Монардес явно собирался сесть на каменную скамью, которая располагалась как раз напротив того места, где прятался Санчо. Руки у него устали, пальцы ног, которыми он цеплялся за щели между камнями, онемели. Он поспешил спуститься, чтобы выбрать более удобную позицию, с небольшим углублением в стене, куда можно было поставить ногу. Затем, уже в более удобной позиции, он снова принялся наблюдать, как Клара трудится в огороде.
На плече девушки висела сумка с множеством удобных карманов, из которых она то и дело вытаскивала тот или другой инструмент - то мотыгу, чтобы рыхлить грядку, то ножницы, чтобы обрезать растущий не в том направлении побег, то кусок бечевки, чтобы подвязать стебель. Ее руки двигались быстро и ловко, отвлекаясь от работы лишь для того, чтобы поправить падавшую на глаза прядь волос. Как зачарованный любовался Санчо, как меняется ее лицо, когда она смотрит вдаль, плотно сжав губы, словно о чем-то размышляя. В такие минуты, полагая, что ее никто не видит, Клара была особенно хороша. Санчо, однако, нуждался в зрителях, в тех, кто смотрел бы на него восхищенными глазами, как это случилось на площади, когда он заступился за девушку.
Тем временем по другую сторону стены, в саду, старый лекарь захрапел, и Клара, пользуясь этим, решила передохнуть. Несмотря на то, что стояла глубокая осень, день был очень жарким. От зноя и тяжелой работы девушка вспотела и перепачкалась, и теперь решила подойти к колодцу, чтобы выпить воды и умыться из ведра. Какое-то время она старательно плескалась, потом, поглядев на Монардеса и убедившись, что тот спит, повернулась к нему спиной и принялась расстегивать платье.
Санчо не мог отвести взгляд от этого зрелища. Клара распустила шнуровку корсажа. Ничем более не удерживаемые, сорочка и платье сползли вниз, обнажив тело до самых бедер. Набрав в ладони воды, она поспешно обмылась. Ее распущенные черные волосы рассыпались по плечам, наполовину скрыв девичью грудь - небольшую, но высокую и округлую. Пока Клара ее намыливала, соски затвердели, а плечи покрылись гусиной кожей.
По ту сторону стены парню стало не по себе от этой картины, но он никак не мог отвести глаз от прекрасного девичьего тела. Он ощутил болезненную тяжесть в штанах, и перед глазами встали все муки ада, которыми стращали монахи.
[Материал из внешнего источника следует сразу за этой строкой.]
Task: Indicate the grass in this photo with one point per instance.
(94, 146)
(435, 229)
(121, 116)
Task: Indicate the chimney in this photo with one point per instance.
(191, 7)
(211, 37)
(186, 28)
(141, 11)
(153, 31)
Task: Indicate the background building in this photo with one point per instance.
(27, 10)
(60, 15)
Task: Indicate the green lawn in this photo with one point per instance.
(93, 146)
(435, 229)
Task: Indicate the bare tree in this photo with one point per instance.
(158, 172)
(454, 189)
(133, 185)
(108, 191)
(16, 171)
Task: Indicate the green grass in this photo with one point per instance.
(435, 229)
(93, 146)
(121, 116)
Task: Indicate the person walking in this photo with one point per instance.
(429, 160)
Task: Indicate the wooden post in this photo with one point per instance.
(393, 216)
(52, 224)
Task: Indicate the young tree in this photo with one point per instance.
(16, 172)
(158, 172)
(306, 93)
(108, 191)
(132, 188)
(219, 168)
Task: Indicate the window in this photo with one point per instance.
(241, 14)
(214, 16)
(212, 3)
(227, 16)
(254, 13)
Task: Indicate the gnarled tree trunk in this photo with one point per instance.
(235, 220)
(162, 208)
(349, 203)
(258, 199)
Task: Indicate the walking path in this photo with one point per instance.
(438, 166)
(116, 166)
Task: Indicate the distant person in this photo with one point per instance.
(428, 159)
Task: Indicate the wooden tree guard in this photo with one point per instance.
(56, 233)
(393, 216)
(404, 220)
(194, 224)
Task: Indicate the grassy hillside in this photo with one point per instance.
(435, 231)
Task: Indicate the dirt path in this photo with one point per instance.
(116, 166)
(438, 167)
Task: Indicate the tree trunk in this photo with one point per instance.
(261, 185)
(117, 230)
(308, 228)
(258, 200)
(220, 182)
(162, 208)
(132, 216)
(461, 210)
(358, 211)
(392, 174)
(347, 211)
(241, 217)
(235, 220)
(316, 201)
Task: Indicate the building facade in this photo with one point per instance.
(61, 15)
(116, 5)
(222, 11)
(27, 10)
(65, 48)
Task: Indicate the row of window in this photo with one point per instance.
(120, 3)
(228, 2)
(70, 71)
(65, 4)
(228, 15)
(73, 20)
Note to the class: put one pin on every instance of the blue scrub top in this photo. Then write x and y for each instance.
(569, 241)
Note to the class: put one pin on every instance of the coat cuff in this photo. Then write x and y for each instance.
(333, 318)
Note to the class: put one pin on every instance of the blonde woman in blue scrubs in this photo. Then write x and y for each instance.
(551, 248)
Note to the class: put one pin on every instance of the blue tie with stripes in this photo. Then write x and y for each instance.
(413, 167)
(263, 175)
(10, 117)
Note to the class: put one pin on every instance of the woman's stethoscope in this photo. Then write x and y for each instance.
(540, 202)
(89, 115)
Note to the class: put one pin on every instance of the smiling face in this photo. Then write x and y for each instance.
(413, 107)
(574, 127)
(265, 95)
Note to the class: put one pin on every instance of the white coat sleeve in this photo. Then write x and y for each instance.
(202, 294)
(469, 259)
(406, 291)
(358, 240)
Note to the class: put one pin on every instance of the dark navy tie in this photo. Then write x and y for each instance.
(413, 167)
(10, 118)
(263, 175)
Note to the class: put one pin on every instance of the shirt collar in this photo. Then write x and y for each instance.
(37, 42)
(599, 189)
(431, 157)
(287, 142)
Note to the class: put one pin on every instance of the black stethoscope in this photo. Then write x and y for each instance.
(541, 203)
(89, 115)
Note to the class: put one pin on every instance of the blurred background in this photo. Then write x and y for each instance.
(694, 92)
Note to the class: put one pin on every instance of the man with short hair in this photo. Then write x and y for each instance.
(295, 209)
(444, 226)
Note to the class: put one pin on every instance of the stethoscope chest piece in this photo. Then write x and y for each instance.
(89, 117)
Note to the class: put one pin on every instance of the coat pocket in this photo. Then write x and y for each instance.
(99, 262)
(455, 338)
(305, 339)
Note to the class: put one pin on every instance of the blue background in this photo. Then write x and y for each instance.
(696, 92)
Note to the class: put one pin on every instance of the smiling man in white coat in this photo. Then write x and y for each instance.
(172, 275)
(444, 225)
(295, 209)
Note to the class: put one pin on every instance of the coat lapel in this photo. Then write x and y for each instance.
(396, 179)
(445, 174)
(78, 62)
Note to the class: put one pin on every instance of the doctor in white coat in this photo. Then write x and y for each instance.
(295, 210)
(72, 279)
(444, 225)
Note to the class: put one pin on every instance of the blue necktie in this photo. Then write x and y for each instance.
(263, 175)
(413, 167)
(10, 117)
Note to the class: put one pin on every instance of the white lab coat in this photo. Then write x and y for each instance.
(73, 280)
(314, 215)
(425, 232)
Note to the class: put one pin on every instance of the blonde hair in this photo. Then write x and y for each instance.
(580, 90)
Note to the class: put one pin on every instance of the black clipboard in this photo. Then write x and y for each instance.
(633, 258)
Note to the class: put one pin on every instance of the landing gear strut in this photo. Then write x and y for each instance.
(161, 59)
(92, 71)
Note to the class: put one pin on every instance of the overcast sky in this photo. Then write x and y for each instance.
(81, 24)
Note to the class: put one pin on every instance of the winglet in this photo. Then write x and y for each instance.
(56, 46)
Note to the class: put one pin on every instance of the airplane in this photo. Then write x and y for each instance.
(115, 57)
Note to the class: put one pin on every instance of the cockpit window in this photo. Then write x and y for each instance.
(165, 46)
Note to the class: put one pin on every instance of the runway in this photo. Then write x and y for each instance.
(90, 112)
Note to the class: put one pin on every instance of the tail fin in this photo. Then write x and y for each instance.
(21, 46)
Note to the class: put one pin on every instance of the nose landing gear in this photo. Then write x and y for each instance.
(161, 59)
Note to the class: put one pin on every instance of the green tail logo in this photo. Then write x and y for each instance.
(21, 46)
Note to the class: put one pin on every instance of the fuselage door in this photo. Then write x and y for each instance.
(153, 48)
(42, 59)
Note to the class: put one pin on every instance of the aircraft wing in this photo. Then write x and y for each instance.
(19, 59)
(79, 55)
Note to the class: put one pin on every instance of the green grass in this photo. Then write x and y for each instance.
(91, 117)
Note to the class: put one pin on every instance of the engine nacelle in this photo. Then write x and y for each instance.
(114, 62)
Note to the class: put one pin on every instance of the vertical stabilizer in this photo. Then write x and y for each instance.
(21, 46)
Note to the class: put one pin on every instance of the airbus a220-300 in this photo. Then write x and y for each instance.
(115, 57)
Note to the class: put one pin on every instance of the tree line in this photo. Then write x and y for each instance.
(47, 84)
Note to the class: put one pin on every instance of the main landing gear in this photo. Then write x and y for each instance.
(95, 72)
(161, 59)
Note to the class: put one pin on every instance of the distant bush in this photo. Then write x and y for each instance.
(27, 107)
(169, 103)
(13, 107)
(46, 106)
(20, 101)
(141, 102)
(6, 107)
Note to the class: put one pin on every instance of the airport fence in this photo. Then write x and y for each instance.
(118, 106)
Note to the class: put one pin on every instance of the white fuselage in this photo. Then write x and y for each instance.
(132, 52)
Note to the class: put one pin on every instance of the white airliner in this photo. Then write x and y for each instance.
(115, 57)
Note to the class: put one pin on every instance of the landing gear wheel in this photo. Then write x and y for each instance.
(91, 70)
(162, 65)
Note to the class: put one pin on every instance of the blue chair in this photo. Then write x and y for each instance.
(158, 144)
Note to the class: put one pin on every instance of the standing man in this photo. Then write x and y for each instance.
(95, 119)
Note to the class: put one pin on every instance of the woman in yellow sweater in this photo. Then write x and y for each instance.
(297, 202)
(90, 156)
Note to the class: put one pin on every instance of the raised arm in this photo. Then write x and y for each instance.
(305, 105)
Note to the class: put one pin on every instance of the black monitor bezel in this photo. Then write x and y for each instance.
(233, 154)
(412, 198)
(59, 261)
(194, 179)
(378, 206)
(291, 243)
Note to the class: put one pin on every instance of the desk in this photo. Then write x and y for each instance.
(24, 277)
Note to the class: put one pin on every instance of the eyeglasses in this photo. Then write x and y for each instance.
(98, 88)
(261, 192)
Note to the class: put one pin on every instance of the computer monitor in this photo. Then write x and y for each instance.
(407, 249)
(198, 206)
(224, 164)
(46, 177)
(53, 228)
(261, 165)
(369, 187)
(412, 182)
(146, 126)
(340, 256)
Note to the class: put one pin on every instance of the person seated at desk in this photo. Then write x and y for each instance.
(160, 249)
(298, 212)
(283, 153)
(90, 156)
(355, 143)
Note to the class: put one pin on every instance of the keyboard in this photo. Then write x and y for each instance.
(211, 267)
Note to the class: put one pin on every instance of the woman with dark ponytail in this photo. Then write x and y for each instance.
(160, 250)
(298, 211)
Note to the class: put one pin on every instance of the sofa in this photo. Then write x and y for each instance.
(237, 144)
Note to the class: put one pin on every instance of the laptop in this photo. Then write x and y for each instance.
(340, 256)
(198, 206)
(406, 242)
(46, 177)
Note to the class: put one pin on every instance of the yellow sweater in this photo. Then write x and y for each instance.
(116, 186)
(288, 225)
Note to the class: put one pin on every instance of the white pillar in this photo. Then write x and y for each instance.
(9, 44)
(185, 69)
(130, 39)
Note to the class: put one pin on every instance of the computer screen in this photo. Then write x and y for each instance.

Сердце бешено колотилось, его толчки барабанной дробью отдавались в ушах.
Когда Клара вновь набрала воды, чтобы смыть с груди мыло, Санчо забыл, что за стену нужно держаться обеими руками, и правой рукой схватился за отвердевший ком между ног. Из-за этого он потерял равновесие, и ноги соскользнули. Ему удалось удержаться на стене, однако произведенный шум потревожил девушку, и она посмотрела вверх. На миг их глаза встретились, и Санчо почувствовал, как кровь прилила к лицу. От испуга он сорвался вниз, приземлившись весьма неудачно. Удар о землю отозвался резкой болью в лодыжке, и Санчо едва сдержался, чтобы не закричать.
- Кто там? Я тебя видела! - окликнул его из-за стены женский голос.
Санчо поспешно захромал прочь - насколько позволяла больная нога. На сердце у него лежало тяжкое бремя стыда и чувства вины.